“Hazret-i Ali (ra), o mu’cizevâri kerametiyle ve Hazret-i Gavs-ı Âzam (ks) o harika keramet-i gaybiyesiyle, sizlere bu sırr-ı ihlâsa binaen iltifat ediyorlar. Ve himayetkârâne teselli verip hizmetinizi mânen alkışlıyorlar. Evet, hiç şüphe etmeyiniz ki, bu teveccühleri ihlâsa binaen gelir. Eğer bilerek bu ihlâsı kırsanız, onların tokadını yersiniz. Onuncu Lem’adaki şefkat tokatlarını tahattur ediniz.” cümlesi bize ne anlatmak istiyor?
Sarsılmamak elde değil
Bir Nur Talebesi olarak bu cümleyi okuyup sorumluluktan sarsılmamak elde değil! Üzerinizde ne yüksek iradelerin iltifatları olduğunu düşünmek bile heyecan verici. Demek ne zor bir asırda yaşıyoruz ki, az bir ameliniz bile yüksek iltifatlara kapı aralıyor.

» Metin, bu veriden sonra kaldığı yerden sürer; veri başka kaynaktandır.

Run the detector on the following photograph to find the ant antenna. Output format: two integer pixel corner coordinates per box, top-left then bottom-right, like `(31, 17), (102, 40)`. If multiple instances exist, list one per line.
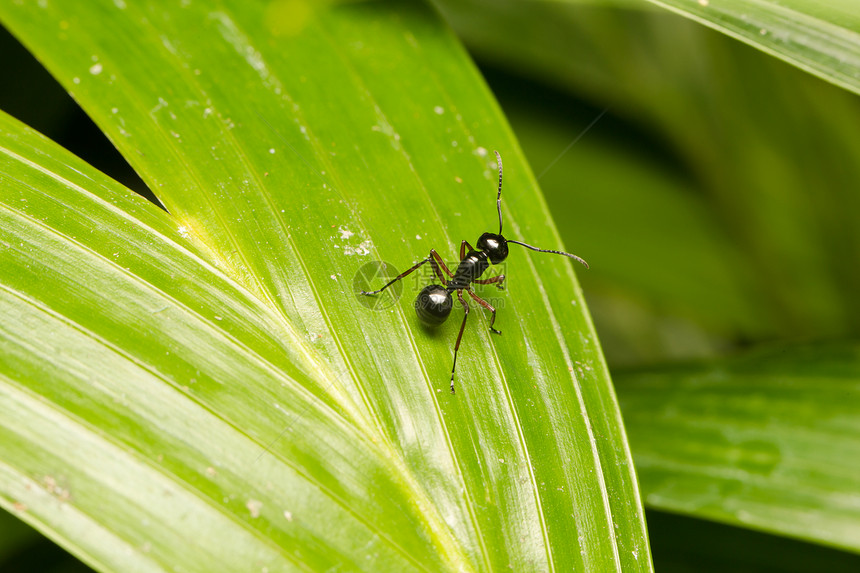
(508, 239), (588, 268)
(493, 149), (502, 235)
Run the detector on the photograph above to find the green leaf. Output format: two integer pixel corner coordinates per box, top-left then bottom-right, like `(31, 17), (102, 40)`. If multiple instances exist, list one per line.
(436, 0), (860, 364)
(0, 2), (651, 571)
(615, 343), (860, 552)
(636, 0), (860, 97)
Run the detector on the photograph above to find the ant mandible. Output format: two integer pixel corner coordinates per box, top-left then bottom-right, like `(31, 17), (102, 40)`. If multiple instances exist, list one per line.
(361, 151), (588, 394)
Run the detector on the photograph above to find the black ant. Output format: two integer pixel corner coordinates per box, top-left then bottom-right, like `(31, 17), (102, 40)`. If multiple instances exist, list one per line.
(361, 151), (588, 394)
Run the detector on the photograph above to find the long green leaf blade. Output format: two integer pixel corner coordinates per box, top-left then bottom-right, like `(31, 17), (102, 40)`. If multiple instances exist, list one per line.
(2, 3), (650, 571)
(616, 344), (860, 552)
(648, 0), (860, 93)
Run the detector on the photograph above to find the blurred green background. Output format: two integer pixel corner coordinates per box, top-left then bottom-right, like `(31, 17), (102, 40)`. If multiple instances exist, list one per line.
(5, 0), (860, 571)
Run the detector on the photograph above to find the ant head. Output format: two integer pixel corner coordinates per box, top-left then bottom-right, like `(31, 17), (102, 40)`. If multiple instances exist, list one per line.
(478, 233), (508, 265)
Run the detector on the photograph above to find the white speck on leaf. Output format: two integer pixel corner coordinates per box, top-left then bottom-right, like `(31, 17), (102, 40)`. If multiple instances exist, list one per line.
(245, 499), (263, 519)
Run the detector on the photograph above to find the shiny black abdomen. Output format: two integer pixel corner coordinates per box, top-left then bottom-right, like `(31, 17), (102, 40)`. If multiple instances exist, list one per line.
(448, 251), (490, 292)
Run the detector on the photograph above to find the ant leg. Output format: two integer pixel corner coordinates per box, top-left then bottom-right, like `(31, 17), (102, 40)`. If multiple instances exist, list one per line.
(472, 275), (505, 290)
(361, 255), (433, 295)
(451, 290), (469, 394)
(430, 249), (454, 286)
(469, 291), (502, 334)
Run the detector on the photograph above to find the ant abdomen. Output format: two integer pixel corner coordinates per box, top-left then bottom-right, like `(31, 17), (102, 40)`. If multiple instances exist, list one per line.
(415, 285), (454, 326)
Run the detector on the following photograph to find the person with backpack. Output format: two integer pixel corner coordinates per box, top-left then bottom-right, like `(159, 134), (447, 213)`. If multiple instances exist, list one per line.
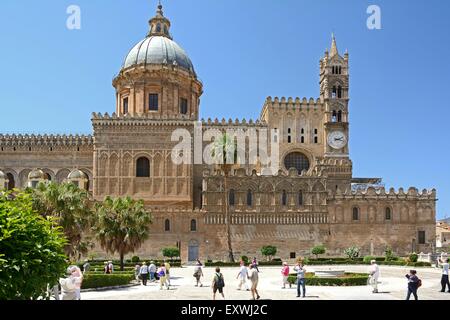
(158, 263), (169, 290)
(405, 270), (422, 300)
(211, 267), (225, 300)
(281, 262), (292, 289)
(139, 262), (148, 286)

Burada “tokat”ı iltifat sayalım; ne deriniz? Bu tokatlar herkese gelmez çünkü.
Nasıl bir üstada talebe olduğumuzun farkında mıyız acaba?
Buradan âleme seslenmeli değil miyiz: Ey insanlar ehl-i Necat olmak için Bediüzzaman’ı inanarak okuyun!
Gavs-ı Azam’ın civarında bir gayr-i Müslim yaşıyormuş. Bir gün Hazret-i Gavs sohbet ederken merak etmiş ve sadece pencereden bakmış.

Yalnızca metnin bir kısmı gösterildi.